Introduction
The discrete logarithm problem is the basis for many public-key cryptographic algorithms. Suppose that we are given the numbers \(a\), \(b\), and a prime number \(p\), and have to find a number \(x\) such that \[b \equiv a^x \pmod p.\] Classically, this problem is considered difficult for suitable parameters. The method proposed by Shor for factorization can also be adapted to discrete logarithms (Shor 1994). The common part is the same: we have to construct a periodic object and extract its period by means of the quantum Fourier transform.
In this article we consider the ordinary discrete logarithm in the multiplicative group \((\mathbb{Z}/p\mathbb{Z})^\times\). This is the bridge between the factorization version of Shor’s algorithm and the elliptic-curve version, where the multiplicative group is replaced by a cyclic subgroup generated by a point on a curve.
The Function For The Discrete Logarithm
Let \[b \equiv a^x \pmod p,\] where \(p\) is prime and \(a\), \(b\), and \(p\) are known, while \(x\) is unknown. We work in the multiplicative group \[\mathbb{F}_p^\times=(\mathbb{Z}/p\mathbb{Z})^\times,\] and assume that \(a\) is a generator of this group. Its order is then \[q=p-1.\]

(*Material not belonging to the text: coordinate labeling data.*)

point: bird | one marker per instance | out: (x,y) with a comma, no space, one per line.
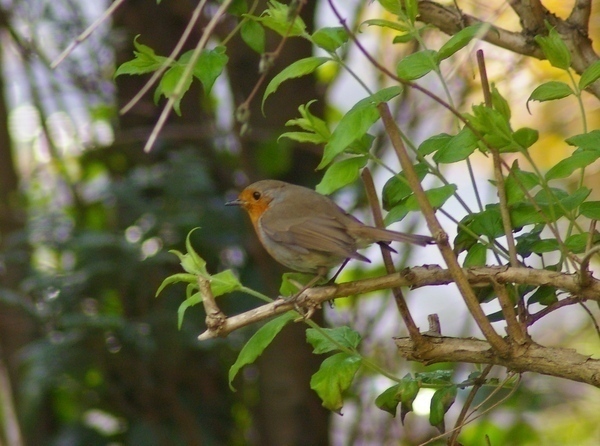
(308,232)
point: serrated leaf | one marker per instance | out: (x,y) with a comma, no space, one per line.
(299,68)
(253,34)
(333,378)
(567,166)
(476,256)
(176,278)
(145,61)
(550,91)
(326,340)
(441,401)
(458,41)
(209,67)
(330,39)
(340,174)
(590,209)
(168,86)
(388,400)
(355,123)
(258,343)
(416,65)
(277,18)
(436,196)
(397,189)
(590,75)
(458,148)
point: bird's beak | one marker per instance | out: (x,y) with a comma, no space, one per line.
(236,202)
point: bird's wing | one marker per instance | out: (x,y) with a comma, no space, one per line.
(310,233)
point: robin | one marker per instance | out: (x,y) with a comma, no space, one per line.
(306,231)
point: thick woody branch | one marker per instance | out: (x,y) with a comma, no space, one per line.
(532,13)
(409,277)
(559,362)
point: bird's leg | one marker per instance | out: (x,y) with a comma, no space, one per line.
(337,273)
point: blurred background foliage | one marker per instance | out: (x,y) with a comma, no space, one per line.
(88,355)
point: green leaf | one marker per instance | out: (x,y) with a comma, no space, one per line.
(397,189)
(355,123)
(567,166)
(476,256)
(327,340)
(330,39)
(590,75)
(550,91)
(168,85)
(516,179)
(397,26)
(299,68)
(340,174)
(145,61)
(333,378)
(194,299)
(258,342)
(577,243)
(416,65)
(393,6)
(441,401)
(253,34)
(590,209)
(434,143)
(436,196)
(303,137)
(500,104)
(224,282)
(458,41)
(209,67)
(288,287)
(544,295)
(277,18)
(526,137)
(409,389)
(458,148)
(545,245)
(555,49)
(175,278)
(389,399)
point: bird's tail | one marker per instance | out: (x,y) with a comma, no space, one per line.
(385,235)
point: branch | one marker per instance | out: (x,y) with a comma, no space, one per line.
(559,362)
(410,277)
(573,32)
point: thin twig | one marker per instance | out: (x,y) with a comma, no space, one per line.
(460,421)
(170,59)
(177,92)
(436,229)
(84,35)
(412,328)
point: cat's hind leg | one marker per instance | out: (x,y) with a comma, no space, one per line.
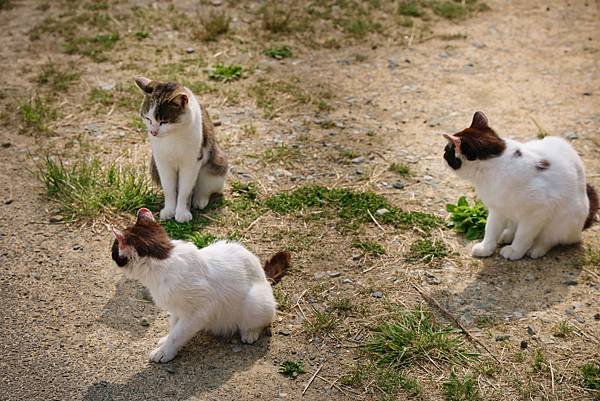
(258,313)
(493,228)
(525,236)
(206,185)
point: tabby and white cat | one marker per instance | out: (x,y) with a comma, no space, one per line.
(220,289)
(186,159)
(536,191)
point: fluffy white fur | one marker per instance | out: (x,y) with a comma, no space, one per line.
(176,150)
(220,289)
(530,209)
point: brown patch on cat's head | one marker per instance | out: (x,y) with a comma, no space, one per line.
(146,238)
(169,99)
(478,142)
(276,267)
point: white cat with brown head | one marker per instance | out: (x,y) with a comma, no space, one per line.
(186,159)
(535,192)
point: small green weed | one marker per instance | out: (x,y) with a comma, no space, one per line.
(457,389)
(466,219)
(291,368)
(214,25)
(411,336)
(426,250)
(369,247)
(225,73)
(410,8)
(87,189)
(36,113)
(591,375)
(56,78)
(564,329)
(402,169)
(278,52)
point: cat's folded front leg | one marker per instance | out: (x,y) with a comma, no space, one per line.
(187,180)
(493,228)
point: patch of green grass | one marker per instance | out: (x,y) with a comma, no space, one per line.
(56,78)
(450,10)
(483,321)
(591,376)
(539,361)
(349,205)
(213,26)
(87,189)
(426,250)
(36,113)
(141,35)
(461,389)
(466,219)
(101,96)
(401,169)
(410,8)
(291,368)
(564,329)
(278,52)
(93,46)
(225,73)
(320,322)
(369,247)
(412,336)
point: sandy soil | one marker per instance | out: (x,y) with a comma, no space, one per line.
(72,326)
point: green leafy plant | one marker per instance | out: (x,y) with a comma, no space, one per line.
(225,73)
(279,52)
(466,219)
(291,368)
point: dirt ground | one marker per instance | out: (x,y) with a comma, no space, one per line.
(74,329)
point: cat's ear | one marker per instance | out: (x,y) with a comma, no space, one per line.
(181,100)
(144,84)
(453,139)
(119,236)
(145,215)
(479,121)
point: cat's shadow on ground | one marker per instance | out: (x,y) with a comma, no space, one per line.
(205,364)
(127,307)
(510,289)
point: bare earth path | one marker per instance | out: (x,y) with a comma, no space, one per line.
(71,326)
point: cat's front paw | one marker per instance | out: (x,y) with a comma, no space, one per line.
(183,216)
(167,213)
(480,250)
(162,354)
(510,253)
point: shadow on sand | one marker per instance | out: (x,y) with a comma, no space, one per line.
(510,289)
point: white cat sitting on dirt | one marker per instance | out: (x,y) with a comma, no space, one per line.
(186,159)
(535,192)
(220,289)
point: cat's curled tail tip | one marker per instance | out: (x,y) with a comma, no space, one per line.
(593,198)
(277,266)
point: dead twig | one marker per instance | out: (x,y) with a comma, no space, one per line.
(312,379)
(450,317)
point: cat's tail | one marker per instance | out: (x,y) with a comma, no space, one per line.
(276,267)
(593,198)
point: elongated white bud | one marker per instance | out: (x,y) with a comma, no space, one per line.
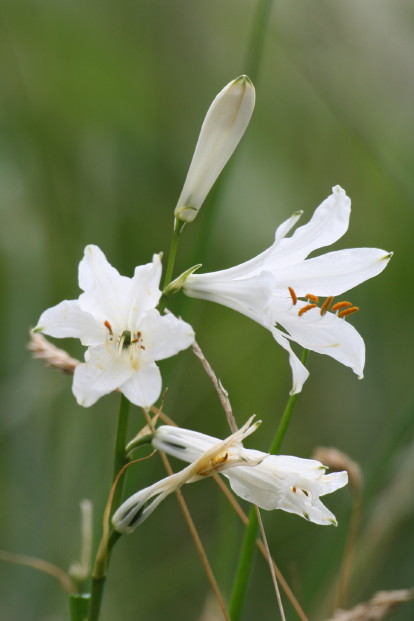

As in the factorization case, we have to construct a function whose period contains the unknown number. We choose the following function of two arguments: \[f(x_1,x_2) \equiv b^{x_1}a^{x_2} \equiv a^{x x_1+x_2} \pmod p. \label{eq:dlog-function}\]
Example.
Let us consider the problem \[\operatorname{ind}_3 14 \pmod {17},\] or, in other words, the equation \[3^x \equiv 14 \pmod {17}.\] Here \(p=17\), \(a=3\), and \(b=14\). The function [eq:dlog-function] has the form \[f(x_1,x_2)=14^{x_1}3^{x_2}\pmod {17}.\] It is shown in [fig:dlog-function].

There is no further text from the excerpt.